To evaluate the incremental diagnostic and prognostic value of cardiac magnetic resonance (CMR) in patients with chest pain, raised troponin and unobstructed coronary arteries, and to compare subsequent event rates between diagnostic groups. 130 patients (mean age: 54 ± 17) presenting with troponin-positive acute chest pain and unobstructed coronary arteries were included. All patients were managed according to European Society of Cardiology guidelines, including echocardiography, and had CMR within 6.2 ± 5.3 days of presentation. During follow-up, major adverse cardiovascular events (MACE) were recorded. CMR provided a diagnosis in 100 of 130 patients (76.9%), with the remaining 30 (23.1%) having a normal examination. CMR diagnosed 37 (28.5%) acute myocardial infarctions, 34 (26.1%) myocarditis, 28 (21.5%) apical ballooning syndromes and 1 (0.8%) hypertrophic cardiomyopathy. When a single diagnosis was suspected by the referring physician, CMR validated this diagnosis in 32 patients (76.2%). CMR provided a formal diagnosis in 61 patients (69.3%) in which the clinical diagnosis was uncertain between at least two possibilities. CMR corrected a wrong diagnosis in 10 patients (7.7%). CMR-suggested diagnosis led to a modification of therapy in 42 patients (32.3%). Median follow-up was 34 months (interquartile range 24-49) in 124 patients. Sixteen patients (12.9%) experienced MACE. MACE rate was not different between patients with a conclusive CMR and normal CMR. In patients with acute troponin-positive chest pain and unobstructed coronary arteries, early CMR has important diagnostic and therapeutic implications.
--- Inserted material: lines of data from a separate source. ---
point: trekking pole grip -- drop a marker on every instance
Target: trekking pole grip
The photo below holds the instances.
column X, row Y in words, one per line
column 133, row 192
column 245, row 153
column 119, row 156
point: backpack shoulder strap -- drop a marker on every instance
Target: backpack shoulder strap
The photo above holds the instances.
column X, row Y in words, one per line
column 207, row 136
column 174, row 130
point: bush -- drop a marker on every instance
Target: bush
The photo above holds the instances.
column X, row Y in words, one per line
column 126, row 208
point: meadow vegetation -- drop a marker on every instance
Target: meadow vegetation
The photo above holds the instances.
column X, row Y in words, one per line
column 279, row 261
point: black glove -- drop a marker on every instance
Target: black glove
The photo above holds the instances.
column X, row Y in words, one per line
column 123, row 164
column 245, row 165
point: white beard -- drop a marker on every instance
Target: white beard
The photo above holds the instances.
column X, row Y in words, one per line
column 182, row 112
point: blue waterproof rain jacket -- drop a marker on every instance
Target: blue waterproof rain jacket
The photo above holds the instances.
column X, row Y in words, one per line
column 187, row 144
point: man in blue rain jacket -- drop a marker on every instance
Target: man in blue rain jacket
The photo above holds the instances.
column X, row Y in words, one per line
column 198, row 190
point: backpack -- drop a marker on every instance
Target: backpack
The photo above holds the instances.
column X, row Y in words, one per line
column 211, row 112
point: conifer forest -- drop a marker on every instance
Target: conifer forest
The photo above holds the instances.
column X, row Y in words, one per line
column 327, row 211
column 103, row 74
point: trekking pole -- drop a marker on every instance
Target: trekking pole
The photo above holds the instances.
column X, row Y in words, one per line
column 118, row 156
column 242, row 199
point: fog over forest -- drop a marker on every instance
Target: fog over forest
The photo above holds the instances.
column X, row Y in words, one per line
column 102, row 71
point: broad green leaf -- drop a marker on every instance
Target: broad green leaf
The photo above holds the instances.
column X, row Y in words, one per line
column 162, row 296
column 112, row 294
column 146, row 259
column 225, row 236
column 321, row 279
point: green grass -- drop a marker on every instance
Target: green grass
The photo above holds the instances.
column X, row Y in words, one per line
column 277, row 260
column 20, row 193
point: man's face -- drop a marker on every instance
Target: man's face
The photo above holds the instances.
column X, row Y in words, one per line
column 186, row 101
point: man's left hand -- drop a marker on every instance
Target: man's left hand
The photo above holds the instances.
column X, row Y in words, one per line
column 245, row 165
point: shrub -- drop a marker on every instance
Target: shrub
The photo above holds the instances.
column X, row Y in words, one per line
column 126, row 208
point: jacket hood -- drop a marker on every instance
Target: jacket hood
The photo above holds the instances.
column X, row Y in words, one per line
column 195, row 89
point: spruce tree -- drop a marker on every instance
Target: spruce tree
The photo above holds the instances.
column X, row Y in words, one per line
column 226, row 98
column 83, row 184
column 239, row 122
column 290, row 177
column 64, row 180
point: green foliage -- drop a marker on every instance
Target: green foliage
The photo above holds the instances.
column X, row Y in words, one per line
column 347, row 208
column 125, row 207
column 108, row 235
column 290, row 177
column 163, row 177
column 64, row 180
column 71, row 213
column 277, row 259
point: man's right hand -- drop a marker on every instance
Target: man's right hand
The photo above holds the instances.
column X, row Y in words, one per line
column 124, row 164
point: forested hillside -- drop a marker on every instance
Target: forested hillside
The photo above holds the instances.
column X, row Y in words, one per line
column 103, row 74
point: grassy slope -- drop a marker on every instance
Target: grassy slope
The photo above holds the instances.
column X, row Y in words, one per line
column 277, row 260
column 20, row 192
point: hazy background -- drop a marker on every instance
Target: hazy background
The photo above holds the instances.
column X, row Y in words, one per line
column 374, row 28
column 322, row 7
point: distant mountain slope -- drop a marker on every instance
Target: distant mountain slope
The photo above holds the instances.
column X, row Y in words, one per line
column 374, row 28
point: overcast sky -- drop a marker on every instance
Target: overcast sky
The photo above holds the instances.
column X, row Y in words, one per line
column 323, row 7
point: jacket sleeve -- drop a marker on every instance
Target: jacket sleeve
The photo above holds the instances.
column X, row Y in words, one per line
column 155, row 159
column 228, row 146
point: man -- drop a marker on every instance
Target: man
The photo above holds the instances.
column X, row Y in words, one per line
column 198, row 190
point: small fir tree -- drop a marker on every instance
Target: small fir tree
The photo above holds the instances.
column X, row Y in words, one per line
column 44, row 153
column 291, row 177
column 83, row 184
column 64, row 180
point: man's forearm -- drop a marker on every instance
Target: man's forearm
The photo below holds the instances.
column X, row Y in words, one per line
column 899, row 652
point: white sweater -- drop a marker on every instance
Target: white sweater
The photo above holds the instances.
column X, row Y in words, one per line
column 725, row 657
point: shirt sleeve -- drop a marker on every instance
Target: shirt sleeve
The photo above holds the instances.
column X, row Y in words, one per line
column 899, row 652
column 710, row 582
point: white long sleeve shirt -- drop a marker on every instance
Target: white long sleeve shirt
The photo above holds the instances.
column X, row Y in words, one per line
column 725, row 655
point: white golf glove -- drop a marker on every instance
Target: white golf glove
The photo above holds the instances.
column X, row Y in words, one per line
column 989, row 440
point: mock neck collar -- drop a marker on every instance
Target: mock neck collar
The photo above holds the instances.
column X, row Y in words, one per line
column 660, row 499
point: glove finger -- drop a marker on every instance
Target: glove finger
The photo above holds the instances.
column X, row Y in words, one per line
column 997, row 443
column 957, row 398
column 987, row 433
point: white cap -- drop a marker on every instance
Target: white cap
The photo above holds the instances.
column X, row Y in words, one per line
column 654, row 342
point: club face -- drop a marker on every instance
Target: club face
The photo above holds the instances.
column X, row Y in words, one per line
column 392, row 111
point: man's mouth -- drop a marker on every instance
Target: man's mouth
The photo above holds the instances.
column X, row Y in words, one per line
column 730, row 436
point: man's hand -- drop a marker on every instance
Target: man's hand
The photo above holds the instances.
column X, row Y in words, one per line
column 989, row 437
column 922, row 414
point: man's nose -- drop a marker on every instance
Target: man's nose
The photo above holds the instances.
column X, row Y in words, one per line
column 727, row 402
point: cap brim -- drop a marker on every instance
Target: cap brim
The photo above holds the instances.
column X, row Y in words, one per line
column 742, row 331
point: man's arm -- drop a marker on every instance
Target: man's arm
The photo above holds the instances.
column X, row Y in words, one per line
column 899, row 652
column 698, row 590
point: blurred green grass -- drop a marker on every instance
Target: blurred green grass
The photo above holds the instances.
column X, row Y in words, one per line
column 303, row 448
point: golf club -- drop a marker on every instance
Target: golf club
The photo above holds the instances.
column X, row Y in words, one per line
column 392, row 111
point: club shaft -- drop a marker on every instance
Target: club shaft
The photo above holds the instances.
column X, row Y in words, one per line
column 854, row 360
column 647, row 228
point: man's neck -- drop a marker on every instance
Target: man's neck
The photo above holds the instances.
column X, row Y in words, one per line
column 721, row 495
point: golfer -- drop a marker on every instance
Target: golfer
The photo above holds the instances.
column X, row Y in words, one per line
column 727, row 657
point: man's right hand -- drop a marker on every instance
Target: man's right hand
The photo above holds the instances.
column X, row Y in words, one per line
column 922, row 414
However its association with occurrence of MACE during mid term follow-up was not obvious.
为了评估心脏磁共振(CMR)在胸痛、肌钙蛋白升高和冠状动脉无阻塞的患者中的增量诊断和预后价值,并比较不同诊断组的后续事件发生率。纳入了 130 名胸痛、肌钙蛋白升高和冠状动脉无阻塞的患者(平均年龄:54 ± 17 岁)。所有患者均按照欧洲心脏病学会指南进行管理,包括超声心动图检查,并在就诊后 6.2 ± 5.3 天内进行 CMR 检查。在随访期间,记录主要不良心血管事件(MACE)。130 名患者中有 100 名(76.9%)得到了 CMR 诊断,其余 30 名(23.1%)的 CMR 检查正常。CMR 诊断出 37 例(28.5%)急性心肌梗死、34 例(26.1%)心肌炎、28 例(21.5%)心尖球囊综合征和 1 例(0.8%)肥厚型心肌病。当参考医师怀疑存在单一诊断时,CMR 在 32 名患者(76.2%)中验证了该诊断。CMR 在 61 名(69.3%)临床诊断不确定至少有两种可能性的患者中提供了正式诊断。CMR 纠正了 10 名(7.7%)错误的诊断。CMR 建议的诊断导致 42 名(32.3%)患者的治疗方案发生改变。124 名患者的中位随访时间为 34 个月(四分位距 24-49)。16 名患者(12.9%)发生了 MACE。有明确 CMR 和正常 CMR 的患者的 MACE 发生率没有差异。在胸痛、肌钙蛋白升高和冠状动脉无阻塞的急性患者中,早期 CMR 具有重要的诊断和治疗意义。然而,其与中期随访期间 MACE 发生的相关性并不明显。